In the third section, Hoxby attends to the relationship between force and trade. Where in the earlier part of the seventeenth century trade had been invoked as an example of relationships based on "'covenant or agreement'" in contrast to "coercive modes of social and political organization" such as the monarchy, after the Restoration another way of understanding trade as a fundamentally imperial activity gained discursive ground. It was actually the Rump which translated this premise into politics thus forcing the restored king "to live up to that example by re-imagining his empire in terms of trade rather than dominion" (128).
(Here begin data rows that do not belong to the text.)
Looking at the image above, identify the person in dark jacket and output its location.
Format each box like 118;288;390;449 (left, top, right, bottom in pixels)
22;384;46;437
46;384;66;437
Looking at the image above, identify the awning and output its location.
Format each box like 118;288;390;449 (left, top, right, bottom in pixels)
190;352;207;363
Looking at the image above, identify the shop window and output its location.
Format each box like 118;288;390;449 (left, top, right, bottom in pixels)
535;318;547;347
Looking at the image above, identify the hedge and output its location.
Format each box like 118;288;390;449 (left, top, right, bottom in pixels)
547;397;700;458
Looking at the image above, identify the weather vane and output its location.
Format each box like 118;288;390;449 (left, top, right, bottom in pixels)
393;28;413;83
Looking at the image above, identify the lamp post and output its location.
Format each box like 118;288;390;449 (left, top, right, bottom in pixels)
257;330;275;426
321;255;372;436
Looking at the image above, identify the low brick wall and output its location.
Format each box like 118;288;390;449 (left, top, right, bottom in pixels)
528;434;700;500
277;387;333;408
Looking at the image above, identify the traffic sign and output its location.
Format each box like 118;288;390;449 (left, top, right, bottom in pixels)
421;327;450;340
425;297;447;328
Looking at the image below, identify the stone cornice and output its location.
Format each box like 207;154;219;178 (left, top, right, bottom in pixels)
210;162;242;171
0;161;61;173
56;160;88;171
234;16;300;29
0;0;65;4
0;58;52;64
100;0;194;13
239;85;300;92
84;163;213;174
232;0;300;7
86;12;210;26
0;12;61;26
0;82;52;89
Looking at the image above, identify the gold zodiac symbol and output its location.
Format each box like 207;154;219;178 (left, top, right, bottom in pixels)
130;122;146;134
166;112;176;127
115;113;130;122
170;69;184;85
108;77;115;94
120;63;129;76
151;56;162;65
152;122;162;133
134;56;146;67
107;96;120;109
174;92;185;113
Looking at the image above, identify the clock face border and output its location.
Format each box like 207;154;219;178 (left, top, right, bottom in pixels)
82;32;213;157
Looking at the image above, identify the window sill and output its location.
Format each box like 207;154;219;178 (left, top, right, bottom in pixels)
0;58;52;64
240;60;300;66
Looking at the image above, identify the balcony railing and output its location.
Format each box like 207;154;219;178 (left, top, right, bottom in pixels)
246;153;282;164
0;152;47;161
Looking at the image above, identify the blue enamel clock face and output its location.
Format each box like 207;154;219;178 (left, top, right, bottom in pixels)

In this connection Hoxby examines Dryden's Annus Mirabilis as a celebration of the idea of England as a trading Empire which has appropriated from the Dutch "mastery through violence of the sea paths" (147), and traces a tradition of Royalist topographical poetry from Denham's Coopers Hill to Pope's Windsor Forest. Against this tradition he sets Paradise Lost, particularly the depiction of Paradise as the object of a Satanic enterprise which is described in the "Restoration language of trade empire" (157), and Adam's vision in Book 10 in which Hoxby finds a subtle deconstruction of the panoramic, even cartographic vision, which he argues throughout this section, emerges in this period because of "trade's natural resistance to modes of representation like narrative." Where in Book 10 of The Lusiads da Gama is vouchsafed a vision of future empire, Adam's vision is deflated by Michael as a strictly fallen prospect: "the dream that scientific knowledge might promote the prosperity of the nation which might in turn help England encompass the globe in a single empire of trade--all that is disregarded for faith, virtue, patience, temperance and love" (176).